Contudo, na vida íntima de cada mulher e de cada homem, existe um ponto, profundamente interior e divino, que não pode ser totalmente compreendido apenas por um modo “sistemático” de pensar a vocação. A memória — que guarda os momentos e a maneira como Deus nos tocou o coração —, o entendimento — que tenta entender qual caminho de vida se alinha a esses toques —, e a vontade — que deseja o caminho para o qual Deus quer nos conduzir —, não bastam se faltar o essencial: o amor de Cristo que atrai.
Compreendi que essas mulheres, escondidas no silêncio, estão também escondidas no amor de Deus, como noivas que aguardam o Esposo-Cristo. A vocação delas me lembra que, acima de tudo, é o amor que impulsiona e ocupa o primeiro lugar.
Acreditamos que Cristo é o Mestre, o Amigo, o Senhor, o Pastor, Aquele a quem seguimos e anunciamos. Mas lembramos que Ele também é o Esposo? Seja para mulheres (como elas) ou homens (como eu), Cristo é o Esposo! Talvez, para os homens, com certo pudor, chamemos a Ele de “Esposo da alma”, como fez São João da Cruz no Cântico Espiritual. De qualquer forma, chamá-Lo de Esposo é reconhecer que o amor de Deus carrega uma dimensão de atração e enamoramento.
E quando falamos de Esposo, é no amor que toda vocação passa a ser compreendida. Assim, procurá-la e descobri-la é seguir atraídos por um amor que deseja ser completo e não dispensa o eros (de onde vem a palavra erotismo), ou seja, sua dimensão de atração e desejo, pois Cristo é atraente. Ele é o Amado que fere o coração de quem ama. Essa ferida nos dá duas coisas: o desejo de buscá-Lo, pois a ferida pede para ser preenchida, e uma marca de pertença, pois a carência (a ferida) é sinal de amor. Se Ele rouba o coração pelo amor com que nos ama, este agora Lhe pertence.
Assim, discernir a vocação é buscar esse lugar em Cristo onde o coração de cada um está guardado. Em essência, é um encontro com nosso próprio coração, que, mais do que nosso, é d’Aquele que o guarda desde sempre. Nessa busca, O amamos e, por isso, nosso amor também O fere. Cristo também está ferido de amor por nós.
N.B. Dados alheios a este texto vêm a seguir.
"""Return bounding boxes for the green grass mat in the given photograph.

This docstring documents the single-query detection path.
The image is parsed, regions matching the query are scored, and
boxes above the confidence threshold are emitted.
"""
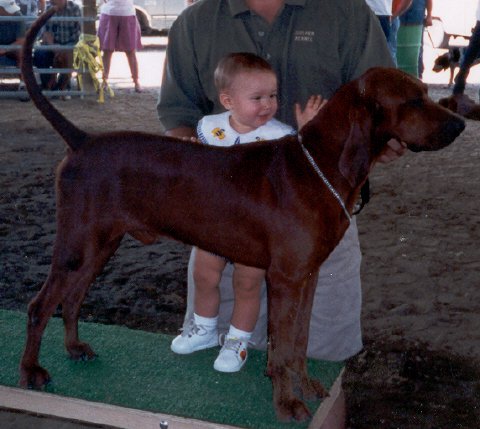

Ele nos diz: “Roubaste-me o coração com um só dos teus olhares” (Cântico dos Cânticos 4, 9), aquele “olhar límpido cuja visão clara fere de amor o Esposo” (Carta de S. Bruno a Raúl Le Verd).
Nosso desejo de descobrir a que somos chamados, seja qual for o chamado, carrega sempre essa marca de um coração ferido pelo amor de Cristo, que nos atrai ao lugar onde mais podemos amá-Lo e onde mais sabemos ser amados. Esse lugar em Deus, onde repousa o coração que O busca, é a vocação.